The acquisition allows the Museum to "study, preserve, and exhibit video games" as part of its Architecture and Design collection.
"Our criteria, therefore, emphasize not only the visual quality and aesthetic experience of each game, but also the many other aspects—from the elegance of the code to the design of the player’s behavior—that pertain to interaction design," MoMa added.
Over the next few years, the museum is set to complete its initial selection with one of the earliest-known digital computer games, Spacewar!; an assortment of games for the Magnavox Odyssey console; one of the first video games to reach mainstream popularity, Pong; one of the earliest shooting games Space Invaders; Asteroids, one of the most popular and influential games of the Golden Age of Arcade Games, selling 70,000 arcade cabinets; as well as Zork, Tempest, Donkey Kong, Yars’ Revenge, M.U.L.E., Core War, Marble Madness, Super Mario Bros., The Legend of Zelda, NetHack, Street Fighter II, Chrono Trigger, Super Mario 64, Grim Fandango, Animal Crossing and Minecraft.

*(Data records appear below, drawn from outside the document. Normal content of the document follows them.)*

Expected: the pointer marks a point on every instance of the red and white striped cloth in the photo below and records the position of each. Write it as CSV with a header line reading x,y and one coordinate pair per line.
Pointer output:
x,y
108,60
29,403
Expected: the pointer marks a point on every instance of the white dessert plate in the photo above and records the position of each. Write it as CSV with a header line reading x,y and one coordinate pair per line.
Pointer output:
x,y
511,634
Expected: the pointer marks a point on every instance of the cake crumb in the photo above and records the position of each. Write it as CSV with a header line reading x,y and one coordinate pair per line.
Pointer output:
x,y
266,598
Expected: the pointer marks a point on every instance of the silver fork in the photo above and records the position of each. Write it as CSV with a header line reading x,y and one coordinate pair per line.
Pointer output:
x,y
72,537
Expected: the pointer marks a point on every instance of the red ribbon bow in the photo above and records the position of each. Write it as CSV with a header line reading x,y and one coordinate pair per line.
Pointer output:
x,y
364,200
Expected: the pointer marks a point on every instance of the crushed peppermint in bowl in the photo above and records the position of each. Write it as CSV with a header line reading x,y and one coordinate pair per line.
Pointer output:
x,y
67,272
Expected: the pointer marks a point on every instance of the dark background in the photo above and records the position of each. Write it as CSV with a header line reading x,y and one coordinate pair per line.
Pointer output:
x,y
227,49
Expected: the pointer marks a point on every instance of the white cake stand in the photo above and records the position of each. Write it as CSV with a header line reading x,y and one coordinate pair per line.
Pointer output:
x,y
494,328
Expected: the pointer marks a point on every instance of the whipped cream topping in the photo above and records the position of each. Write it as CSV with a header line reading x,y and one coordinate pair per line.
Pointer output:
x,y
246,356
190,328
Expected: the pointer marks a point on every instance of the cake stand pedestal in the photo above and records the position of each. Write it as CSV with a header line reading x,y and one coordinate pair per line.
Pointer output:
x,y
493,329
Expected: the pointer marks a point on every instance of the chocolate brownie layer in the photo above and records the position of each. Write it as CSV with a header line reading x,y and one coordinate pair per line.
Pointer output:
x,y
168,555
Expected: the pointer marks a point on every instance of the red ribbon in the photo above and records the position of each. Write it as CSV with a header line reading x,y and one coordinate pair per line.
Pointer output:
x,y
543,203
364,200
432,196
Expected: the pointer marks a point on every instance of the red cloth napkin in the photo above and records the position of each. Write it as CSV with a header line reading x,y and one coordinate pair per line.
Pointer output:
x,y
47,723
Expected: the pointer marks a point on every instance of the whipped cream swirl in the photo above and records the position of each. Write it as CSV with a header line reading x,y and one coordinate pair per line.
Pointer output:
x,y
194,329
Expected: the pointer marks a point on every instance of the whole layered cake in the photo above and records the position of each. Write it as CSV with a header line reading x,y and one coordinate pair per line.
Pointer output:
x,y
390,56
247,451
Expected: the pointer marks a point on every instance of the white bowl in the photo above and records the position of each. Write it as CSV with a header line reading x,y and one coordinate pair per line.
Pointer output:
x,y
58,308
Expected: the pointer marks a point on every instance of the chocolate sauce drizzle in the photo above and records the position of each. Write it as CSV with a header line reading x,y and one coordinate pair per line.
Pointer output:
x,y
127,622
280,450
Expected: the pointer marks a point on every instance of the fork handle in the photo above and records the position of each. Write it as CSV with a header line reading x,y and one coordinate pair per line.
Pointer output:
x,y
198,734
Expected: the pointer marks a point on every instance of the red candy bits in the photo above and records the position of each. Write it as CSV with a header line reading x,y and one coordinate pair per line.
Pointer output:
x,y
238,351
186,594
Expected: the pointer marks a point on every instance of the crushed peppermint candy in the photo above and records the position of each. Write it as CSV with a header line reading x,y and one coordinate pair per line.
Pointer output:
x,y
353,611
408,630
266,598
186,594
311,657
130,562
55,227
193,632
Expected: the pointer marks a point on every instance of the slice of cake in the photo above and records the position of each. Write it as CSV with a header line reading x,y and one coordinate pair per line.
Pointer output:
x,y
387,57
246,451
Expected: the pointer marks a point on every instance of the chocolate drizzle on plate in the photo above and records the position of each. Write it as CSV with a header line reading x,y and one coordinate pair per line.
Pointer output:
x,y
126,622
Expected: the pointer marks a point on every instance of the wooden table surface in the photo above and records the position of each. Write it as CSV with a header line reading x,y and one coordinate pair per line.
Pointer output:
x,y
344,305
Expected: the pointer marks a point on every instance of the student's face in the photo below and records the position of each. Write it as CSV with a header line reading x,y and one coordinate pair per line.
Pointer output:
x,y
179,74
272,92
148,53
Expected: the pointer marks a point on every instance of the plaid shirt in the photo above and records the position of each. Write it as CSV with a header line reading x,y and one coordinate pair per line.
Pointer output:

If the duration of the game is short enough, it could be made playable in its entirety at the museum, as was the case in MoMA’s Talk to Me: Design and the Communication between People and Objects exhibition, when visitors had a chance to play Passage.
For games that take longer to play but require interaction for full appreciation, an interactive demonstration in which the game can be played for a limited amount of time will be available.
MoMa noted that since some of the games that have been acquired, such as Dwarf Fortress and EVE Online, take years and millions of people to manifest fully, the museum will work with players and designers to create guided tours of these alternate worlds, to provide visitors with a chance to appreciate the extent of the gameplay.